Develop a shared vision of gender equality
Developing a shared vision of gender equality is an important success factor. Concretely, this means holding a dialogue with local partners about the importance of equality and the relationship of this theme to the planned activities. This dialogue needs to be held at a policy level, in designing programmes and projects, and during their implementation.
In order to develop a shared vision of objectives and principles, it is essential to understand the partner organisation and the social, cultural and economic context. This is subject to the following conditions:
Take a look at yourself
If the approach is to be effective, organisations must first determine their own internal position on the gender issue. How is gender equality being achieved in their own structures and activities? (Live up to your own words.) The local partner must also implement gender mainstreaming. Many organisations have in fact already taken these steps. Women's organisations have expertise in this field. It is worthwhile to learn from the experience of others. See the example of 23 Brazilian women's organisations that have formed a network and offer their services to support others to achieve gender equality.
Involve the community and the target group
Stakeholders, representatives of local NGOs and community leaders should also be involved in developing the vision. To achieve equality, not only the girls need to be emancipated, but the men must change as well. Keep in touch with key persons and ask their opinion. What do they think, for example, of the fact that women and girls take part in sports activities and wear sports clothing? What is acceptable and what is not? Also, work together with local women's networks. These networks are often well informed about the position of women in that culture and they have a big (women's) network themselves. For instance, a women's organisation can be asked if they have any particular wishes in the area of sport, or their expertise or network can be put to use for activities.

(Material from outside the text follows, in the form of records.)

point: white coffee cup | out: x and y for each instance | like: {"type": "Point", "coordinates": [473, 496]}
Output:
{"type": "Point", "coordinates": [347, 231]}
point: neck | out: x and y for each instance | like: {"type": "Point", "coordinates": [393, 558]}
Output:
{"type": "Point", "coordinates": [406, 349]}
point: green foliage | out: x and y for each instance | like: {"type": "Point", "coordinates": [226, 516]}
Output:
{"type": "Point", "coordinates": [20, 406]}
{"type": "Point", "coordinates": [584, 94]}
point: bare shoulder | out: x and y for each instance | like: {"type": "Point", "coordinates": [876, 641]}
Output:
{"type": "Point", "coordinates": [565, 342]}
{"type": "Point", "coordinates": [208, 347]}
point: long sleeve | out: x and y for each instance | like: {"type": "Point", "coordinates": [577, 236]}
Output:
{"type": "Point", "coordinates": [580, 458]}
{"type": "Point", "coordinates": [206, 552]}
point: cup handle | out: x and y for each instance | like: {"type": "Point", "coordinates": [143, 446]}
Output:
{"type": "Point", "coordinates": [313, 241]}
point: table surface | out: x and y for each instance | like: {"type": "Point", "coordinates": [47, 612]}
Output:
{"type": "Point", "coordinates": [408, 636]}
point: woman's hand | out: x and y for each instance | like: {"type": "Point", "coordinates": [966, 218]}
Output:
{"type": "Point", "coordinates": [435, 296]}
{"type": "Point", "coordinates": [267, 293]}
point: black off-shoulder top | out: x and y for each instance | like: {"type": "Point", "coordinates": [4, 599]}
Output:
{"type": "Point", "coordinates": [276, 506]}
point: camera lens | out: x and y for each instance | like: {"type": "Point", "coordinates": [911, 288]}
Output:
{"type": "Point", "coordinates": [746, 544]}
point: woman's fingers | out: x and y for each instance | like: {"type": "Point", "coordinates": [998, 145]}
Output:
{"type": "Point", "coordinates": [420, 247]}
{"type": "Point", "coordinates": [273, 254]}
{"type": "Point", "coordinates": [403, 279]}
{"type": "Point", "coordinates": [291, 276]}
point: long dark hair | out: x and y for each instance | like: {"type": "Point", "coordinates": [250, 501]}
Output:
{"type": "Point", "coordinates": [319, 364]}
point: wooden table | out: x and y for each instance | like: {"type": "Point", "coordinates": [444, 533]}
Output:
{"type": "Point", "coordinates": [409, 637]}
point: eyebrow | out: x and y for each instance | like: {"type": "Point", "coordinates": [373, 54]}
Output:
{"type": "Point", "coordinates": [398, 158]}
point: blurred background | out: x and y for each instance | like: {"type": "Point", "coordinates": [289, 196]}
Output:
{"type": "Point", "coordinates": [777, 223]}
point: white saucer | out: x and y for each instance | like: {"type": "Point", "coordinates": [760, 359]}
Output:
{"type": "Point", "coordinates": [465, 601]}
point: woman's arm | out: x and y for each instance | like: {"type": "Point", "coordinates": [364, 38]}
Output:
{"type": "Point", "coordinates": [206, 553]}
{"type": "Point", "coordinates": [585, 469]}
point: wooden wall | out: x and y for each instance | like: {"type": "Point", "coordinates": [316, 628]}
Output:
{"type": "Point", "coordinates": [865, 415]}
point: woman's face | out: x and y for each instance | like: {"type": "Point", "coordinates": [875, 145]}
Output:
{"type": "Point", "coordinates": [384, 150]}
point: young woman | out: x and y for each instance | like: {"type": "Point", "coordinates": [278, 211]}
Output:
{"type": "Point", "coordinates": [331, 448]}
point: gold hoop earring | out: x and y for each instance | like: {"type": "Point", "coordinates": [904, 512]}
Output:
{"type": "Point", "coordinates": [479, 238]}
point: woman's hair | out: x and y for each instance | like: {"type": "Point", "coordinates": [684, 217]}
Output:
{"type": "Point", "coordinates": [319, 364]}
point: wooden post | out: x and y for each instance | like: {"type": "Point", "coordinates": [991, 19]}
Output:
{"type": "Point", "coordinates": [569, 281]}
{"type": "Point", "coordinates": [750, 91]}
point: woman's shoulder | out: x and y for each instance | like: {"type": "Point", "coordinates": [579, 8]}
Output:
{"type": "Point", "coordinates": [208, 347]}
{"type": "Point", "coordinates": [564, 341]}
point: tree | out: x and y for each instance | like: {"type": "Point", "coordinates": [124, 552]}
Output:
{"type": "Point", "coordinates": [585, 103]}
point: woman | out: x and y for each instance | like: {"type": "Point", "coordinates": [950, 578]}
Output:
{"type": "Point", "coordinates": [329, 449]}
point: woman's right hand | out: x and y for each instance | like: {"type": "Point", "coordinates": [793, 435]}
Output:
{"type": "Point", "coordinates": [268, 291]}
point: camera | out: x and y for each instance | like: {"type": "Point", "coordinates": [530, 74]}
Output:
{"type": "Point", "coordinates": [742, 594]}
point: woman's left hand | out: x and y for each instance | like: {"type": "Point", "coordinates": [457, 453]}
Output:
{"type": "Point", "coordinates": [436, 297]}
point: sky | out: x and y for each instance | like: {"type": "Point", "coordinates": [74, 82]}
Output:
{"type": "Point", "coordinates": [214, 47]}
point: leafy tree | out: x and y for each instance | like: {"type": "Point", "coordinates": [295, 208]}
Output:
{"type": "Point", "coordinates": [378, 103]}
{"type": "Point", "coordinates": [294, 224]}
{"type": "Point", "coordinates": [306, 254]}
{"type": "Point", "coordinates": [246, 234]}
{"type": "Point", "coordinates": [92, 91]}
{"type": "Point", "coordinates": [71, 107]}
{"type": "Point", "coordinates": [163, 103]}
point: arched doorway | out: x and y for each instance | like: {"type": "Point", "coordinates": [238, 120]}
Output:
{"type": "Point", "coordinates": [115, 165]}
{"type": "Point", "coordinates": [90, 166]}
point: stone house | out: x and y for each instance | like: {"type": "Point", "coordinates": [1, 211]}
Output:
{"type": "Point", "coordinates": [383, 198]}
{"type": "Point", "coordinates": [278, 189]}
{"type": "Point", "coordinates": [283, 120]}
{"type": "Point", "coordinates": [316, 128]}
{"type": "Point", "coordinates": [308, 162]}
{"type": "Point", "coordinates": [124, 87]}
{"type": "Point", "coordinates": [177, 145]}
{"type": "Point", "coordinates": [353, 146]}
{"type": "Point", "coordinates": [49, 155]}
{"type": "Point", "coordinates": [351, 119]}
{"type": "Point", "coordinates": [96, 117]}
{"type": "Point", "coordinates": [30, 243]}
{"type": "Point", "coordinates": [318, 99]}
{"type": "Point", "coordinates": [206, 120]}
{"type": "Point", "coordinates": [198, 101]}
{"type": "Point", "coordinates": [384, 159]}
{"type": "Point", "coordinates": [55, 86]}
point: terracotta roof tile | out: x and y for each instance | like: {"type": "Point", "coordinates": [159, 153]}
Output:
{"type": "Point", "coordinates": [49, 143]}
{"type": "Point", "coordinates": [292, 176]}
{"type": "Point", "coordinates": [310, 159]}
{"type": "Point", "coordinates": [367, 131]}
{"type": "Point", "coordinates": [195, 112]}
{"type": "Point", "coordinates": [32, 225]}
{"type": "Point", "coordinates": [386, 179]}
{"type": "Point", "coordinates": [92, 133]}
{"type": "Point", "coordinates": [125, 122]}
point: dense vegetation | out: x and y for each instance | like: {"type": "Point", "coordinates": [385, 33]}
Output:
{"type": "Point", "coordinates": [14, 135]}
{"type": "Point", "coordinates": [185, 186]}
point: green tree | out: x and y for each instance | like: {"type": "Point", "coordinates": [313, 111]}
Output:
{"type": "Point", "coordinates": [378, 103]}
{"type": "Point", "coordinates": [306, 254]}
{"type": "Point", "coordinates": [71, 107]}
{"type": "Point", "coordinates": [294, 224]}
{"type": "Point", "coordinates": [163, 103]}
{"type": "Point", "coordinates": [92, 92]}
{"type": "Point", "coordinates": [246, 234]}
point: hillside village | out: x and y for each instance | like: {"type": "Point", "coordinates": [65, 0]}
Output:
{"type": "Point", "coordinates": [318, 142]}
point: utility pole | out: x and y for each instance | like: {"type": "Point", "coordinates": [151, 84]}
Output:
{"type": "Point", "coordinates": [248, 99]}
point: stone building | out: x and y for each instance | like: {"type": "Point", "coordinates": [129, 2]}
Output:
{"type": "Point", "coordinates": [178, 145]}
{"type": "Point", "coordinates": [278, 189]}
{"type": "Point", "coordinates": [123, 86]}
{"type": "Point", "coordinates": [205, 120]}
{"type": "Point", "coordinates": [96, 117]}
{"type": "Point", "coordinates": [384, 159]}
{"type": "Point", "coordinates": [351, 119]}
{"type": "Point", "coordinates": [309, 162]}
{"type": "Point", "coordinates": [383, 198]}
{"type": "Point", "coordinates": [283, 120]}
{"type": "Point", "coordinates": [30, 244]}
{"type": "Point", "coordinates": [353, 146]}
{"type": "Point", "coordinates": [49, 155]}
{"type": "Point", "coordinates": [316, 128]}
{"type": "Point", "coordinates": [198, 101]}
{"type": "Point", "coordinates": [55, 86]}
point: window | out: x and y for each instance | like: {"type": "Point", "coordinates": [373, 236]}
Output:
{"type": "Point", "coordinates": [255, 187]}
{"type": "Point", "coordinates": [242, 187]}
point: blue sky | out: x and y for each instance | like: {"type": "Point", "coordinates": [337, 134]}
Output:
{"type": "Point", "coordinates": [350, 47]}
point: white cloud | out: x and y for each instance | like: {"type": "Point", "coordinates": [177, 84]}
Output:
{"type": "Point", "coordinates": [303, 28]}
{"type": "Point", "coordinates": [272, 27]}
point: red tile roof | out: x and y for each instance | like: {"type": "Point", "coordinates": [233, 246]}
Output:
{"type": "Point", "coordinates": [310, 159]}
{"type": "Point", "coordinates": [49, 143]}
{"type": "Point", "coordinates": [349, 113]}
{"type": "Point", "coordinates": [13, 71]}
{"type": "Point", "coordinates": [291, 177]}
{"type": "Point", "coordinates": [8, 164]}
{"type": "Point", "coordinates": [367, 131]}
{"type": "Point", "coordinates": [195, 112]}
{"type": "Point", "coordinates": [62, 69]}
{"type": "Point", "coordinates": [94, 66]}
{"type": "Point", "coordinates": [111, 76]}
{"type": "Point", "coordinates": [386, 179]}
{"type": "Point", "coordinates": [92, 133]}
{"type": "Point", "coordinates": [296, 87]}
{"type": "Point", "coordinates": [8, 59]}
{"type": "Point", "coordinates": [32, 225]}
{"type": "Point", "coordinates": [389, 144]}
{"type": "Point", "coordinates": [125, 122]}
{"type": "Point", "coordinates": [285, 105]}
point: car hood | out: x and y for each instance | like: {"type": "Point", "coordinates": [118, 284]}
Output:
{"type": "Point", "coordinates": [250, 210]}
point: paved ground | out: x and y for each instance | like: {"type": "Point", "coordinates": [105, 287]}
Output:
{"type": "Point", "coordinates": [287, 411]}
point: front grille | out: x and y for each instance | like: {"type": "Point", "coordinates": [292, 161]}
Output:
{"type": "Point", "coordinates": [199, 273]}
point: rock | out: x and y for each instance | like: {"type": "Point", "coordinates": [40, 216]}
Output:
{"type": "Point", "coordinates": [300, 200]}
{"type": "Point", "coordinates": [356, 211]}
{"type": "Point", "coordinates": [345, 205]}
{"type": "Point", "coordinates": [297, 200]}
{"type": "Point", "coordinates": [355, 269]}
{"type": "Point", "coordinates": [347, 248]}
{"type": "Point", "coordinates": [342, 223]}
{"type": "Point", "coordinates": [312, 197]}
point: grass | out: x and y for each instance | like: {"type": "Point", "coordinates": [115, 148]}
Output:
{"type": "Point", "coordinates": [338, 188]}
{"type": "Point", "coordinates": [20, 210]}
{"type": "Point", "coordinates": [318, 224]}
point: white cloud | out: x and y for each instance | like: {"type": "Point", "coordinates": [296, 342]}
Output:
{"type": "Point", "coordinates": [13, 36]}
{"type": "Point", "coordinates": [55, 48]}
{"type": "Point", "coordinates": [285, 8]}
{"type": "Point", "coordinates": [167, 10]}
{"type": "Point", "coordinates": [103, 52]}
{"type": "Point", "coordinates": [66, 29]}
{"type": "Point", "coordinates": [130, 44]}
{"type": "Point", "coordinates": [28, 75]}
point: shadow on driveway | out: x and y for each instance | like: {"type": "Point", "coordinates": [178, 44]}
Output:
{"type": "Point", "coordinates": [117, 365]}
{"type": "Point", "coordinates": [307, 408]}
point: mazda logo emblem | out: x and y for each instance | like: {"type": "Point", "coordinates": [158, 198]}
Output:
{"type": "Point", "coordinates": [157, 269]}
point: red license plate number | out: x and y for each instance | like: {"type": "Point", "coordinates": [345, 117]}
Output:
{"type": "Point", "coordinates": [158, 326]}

Long-term involvement is a prerequisite in creating gender equality. It involves complex processes of cultural change that take much time and energy. Doing a project for two years and then pulling up stakes can have negative rather than positive effects: the change process will then have been initiated but will not yet have crystallised. A relapse is likely. In that case, the women, having tasted 'freedom', will be less accepting of their former roles and may fulfil them more unwillingly, causing conflicts and even breaking up households.